As we know that merge sort is a **Divide & Conquer Algorithm**, we can solve a larger subproblem by dividing the problem into subproblems recursively, and combining the solved smaller problem to solve the larger problem.

**Q)** How to divide the problem into subproblems?

- Similar to what we did in arrays, we will sort the first half of the linked list and the second half of the linked list separately.
- But, in arrays, getting the middle index to split the left & right ranges is easy, as we can randomly access any index in O(1) constant time.
- In the linked list, to get the middle node of the current range, we will have to do a traversal of the current range, as we cannot get direct access to the middle node.
- We know how to get the middle node of a linked list in one traversal using the
**concept of slow and fast pointers**, right?
- I am not going to explain how to find the middle node of the linked list in this article again. We will use the function mid() which we wrote earlier directly.

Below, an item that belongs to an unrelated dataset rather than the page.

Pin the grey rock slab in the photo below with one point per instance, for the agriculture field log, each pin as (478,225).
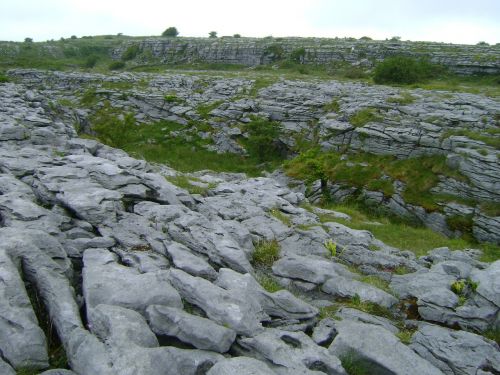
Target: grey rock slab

So, now we know how to find smaller subproblems. We will recursively call for the smaller subproblem, i.e. call mergeSort to sort the left part (from head to mid) and also call mergeSort to sort the right part (from mid->next to tail). On calling mergeSort recursively, we will get two new sorted lists.

**Q)** How to combine the results of smaller subproblems to solve the current larger problem, i.e. sort linked list from head to tail?

- We have two linked lists which are in sorted order separately. Now, we need to merge these sorted linked lists into a single linked list, which should be sorted as well.
- We know how to merge two sorted linked lists, right? I am not going to explain how to write the merge operation, which we wrote earlier.

**Q)** What should be the **base case** of the recursive merge sort function?

When we have only one node in the range, then this node is already sorted. Hence, we will create a new node with the same value and return this new node.

We are creating a new node, because we are required to make a new sorted list, and do not modify the original one.